Но и еще одно обстоятельство, делая английских поэтов законченными человеконенавистниками, сообщает их творениям неприятную окраску враждебности ко всему на свете, а именно: при столь частом расколе в общественной жизни родной страны им приходится если не всю свою жизнь, то лучшую ее часть посвящать той или иной политической партии. Поскольку же им нельзя превозносить и воспевать «своих», иными словами, людей, коим они преданы, или дело, которому служат, не вызывая зависти и неприязни, то они упражняют свой талант, говоря о противниках так дурно и скверно, что хуже и не придумаешь; непрестанно точат они свое сатирическое оружие, более того — отравляют его.

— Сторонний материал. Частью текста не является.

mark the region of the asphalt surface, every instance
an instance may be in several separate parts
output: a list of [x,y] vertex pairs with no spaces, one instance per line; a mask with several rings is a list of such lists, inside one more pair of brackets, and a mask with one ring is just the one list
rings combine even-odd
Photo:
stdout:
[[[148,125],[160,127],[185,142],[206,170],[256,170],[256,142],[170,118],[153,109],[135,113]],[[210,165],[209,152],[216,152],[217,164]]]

Поскольку это делается с той и с другой стороны, мир, лежащий между двумя враждующими партиями, оказывается разрушенным, сметенным с лица земли. В результате, в великом, разумном, деятельном содружестве народа мы, при самом мягком ко всему отношении, перестаем видеть что-либо, кроме глупости и безумия. Даже в любовных стихотворениях англичан преобладает печаль. Здесь умирает покинутая девушка, там тонет преданный любовник, или же его, спешащего вплавь добраться к любимой, пожирает акула. И если такой поэт, как Грей, забредя на деревенское кладбище, запевает эти знакомые мелодии, он может не сомневаться, что вокруг него соберутся все его друзья одержимые той же меланхолией и сплином. В «Allegro»[35] Мильтон яростными стихами разгоняет дурное настроение, прежде чем перейти к весьма умеренной веселости; и даже жизнерадостный Гольдсмит теряется в элегических чувствах, с очаровательной грустью изображая свою «Deserted Village», потерянный рай, который по всему свету разыскивает его traveller[36].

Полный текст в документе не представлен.